The Sheens of Tweeting
The Sheens of Tweeting is a form of music used to commemorate important events originally devised by the elf Cata Blottwigs. The form guides musicians during improvised performances. A chanter recites nonsensical words and sounds while the music is played on one to four mirise. The musical voices bring melody with harmony. The entire performance is to be moderately loud. The melody has phrases of varied length throughout the form. It is performed in the icithi rhythm. Throughout, when possible, performers are to locally improvise.
- The chanter always does the main melody and should be triumphant.
- Each mirise always should be broad. The voice uses its entire range from the strident low register to the shrill high register.
- The Sheens of Tweeting has a well-defined multi-passage structure: a theme and a series of variations on the theme possibly all repeated and a lengthy finale.
- The theme is voiced by the melody of the chanter reciting any composition of The East Guilds and the melody of the mirise. The passage gradually slows as it comes to an end. The chanter's voice ranges from the low register to the middle register and each of the mirise covers its entire range from the strident low register to the shrill high register. This passage features only melodic tones and intervals. The passage is performed without preference for a scale.
- The series of variations is voiced by the melody of the chanter reciting any composition of The Beach of Ships. The passage is slow. The chanter's voice covers its entire range. Only one pitch is ever played at a time in this passage. The passage is performed using the cebela scale.
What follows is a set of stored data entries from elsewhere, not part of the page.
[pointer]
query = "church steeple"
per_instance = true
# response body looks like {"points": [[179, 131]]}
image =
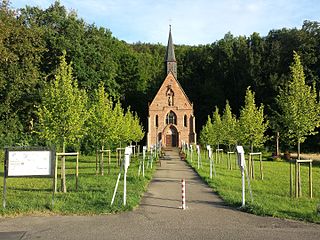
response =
{"points": [[170, 60]]}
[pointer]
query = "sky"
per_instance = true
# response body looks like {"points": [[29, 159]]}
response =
{"points": [[194, 22]]}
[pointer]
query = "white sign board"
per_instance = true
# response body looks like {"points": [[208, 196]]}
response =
{"points": [[241, 159], [126, 161], [29, 163]]}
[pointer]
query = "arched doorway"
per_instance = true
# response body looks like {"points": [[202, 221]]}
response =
{"points": [[172, 137]]}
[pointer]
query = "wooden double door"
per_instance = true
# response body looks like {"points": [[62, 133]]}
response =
{"points": [[172, 137]]}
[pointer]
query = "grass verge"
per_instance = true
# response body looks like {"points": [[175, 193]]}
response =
{"points": [[33, 196], [271, 196]]}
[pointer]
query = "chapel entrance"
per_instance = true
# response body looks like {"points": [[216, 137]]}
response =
{"points": [[172, 137]]}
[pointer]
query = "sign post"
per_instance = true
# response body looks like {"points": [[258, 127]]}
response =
{"points": [[198, 152], [125, 164], [211, 161], [241, 163], [28, 162]]}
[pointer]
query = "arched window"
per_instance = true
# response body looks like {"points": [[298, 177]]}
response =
{"points": [[156, 122], [171, 118], [185, 121]]}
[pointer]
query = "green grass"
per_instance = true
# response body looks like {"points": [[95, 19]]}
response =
{"points": [[27, 196], [271, 196]]}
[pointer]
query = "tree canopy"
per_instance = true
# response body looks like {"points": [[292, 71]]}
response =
{"points": [[32, 41]]}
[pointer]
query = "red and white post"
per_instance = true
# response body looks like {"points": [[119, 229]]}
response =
{"points": [[183, 185]]}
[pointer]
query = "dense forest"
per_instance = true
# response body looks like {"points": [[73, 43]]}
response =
{"points": [[32, 40]]}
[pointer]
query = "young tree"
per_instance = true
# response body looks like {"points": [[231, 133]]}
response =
{"points": [[229, 125], [299, 107], [63, 111], [206, 129], [215, 132], [252, 124], [101, 118]]}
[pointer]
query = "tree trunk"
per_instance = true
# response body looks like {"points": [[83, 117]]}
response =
{"points": [[63, 170], [277, 144], [298, 148]]}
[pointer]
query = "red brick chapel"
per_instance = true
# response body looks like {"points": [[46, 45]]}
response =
{"points": [[171, 119]]}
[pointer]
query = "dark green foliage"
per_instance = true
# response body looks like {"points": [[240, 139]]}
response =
{"points": [[32, 42]]}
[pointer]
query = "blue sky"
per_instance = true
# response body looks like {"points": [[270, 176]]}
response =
{"points": [[193, 22]]}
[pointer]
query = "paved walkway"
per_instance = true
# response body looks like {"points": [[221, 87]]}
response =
{"points": [[159, 216]]}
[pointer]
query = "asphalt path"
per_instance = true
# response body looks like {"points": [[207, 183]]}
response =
{"points": [[160, 217]]}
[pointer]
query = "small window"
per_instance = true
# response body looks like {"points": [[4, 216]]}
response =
{"points": [[171, 118], [156, 122]]}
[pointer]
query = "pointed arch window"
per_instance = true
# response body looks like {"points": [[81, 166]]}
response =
{"points": [[156, 121], [185, 121], [171, 118]]}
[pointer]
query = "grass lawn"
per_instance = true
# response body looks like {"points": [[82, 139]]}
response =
{"points": [[271, 196], [26, 196]]}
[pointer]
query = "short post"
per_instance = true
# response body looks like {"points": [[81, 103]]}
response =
{"points": [[261, 168], [97, 160], [198, 152], [109, 162], [77, 171], [310, 179], [229, 164], [101, 161], [56, 174], [291, 179], [298, 187], [183, 191]]}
The passage should often include a rising melody pattern with glides, trills, rapid runs and arpeggios.
- The finale is voiced by the melody of the chanter reciting any composition of The Beach of Ships and the harmony of the mirise. The passage is at a free tempo. The chanter's voice stays in the low register and each of the mirise covers its entire range from the strident low register to the shrill high register. Only one pitch is ever played at a time in this passage. The passage is performed using the ifife scale. The passage should always include a rising-falling melody pattern with staccato.
- Scales are constructed from twenty-four notes dividing the octave. In quartertones, their spacing is roughly 1xxxxxxxxxxxxxxxxxxxxxxxO, where 1 is the tonic, O marks the octave and x marks other notes. The tonic note is a fixed tone passed from teacher to student. After a scale is constructed, notes are named according to degree. The names are fathinu (spoken fa), thili (thi), fomire (fo), fela (fe), aweme (aw) and yaniye (ya).
- The cebela pentatonic scale is constructed by selection of degrees from the fundamental scale. The degrees selected are the 1st, the 4th, the 11th, the 15th and the 21st.
- The ifife pentatonic scale is constructed by selection of degrees from the fundamental scale. The degrees selected are the 1st, the 8th, the 12th, the 15th and the 20th.
- The icithi rhythm is made from two patterns: the cede and the mathuva. The patterns are to be played in the same beat, allowing one to repeat before the other is concluded.
- The cede rhythm is a single line with eight beats divided into four bars in a 2-2-2-2 pattern. The beat is stressed as follows:
- | - x | x x | - x | x - |
- where x is a beat, - is silent and | indicates a bar.
- The mathuva rhythm is a single line with thirty-one beats divided into five bars in a 3-5-4-11-8 pattern. The beat is stressed as follows:
- | x x - | - - - - x | - x - x | x x x - - X x'- x - x | - - - - x - x - |
- where X marks an accented beat, ' marks a beat as late, x is a beat, - is silent and | indicates a bar.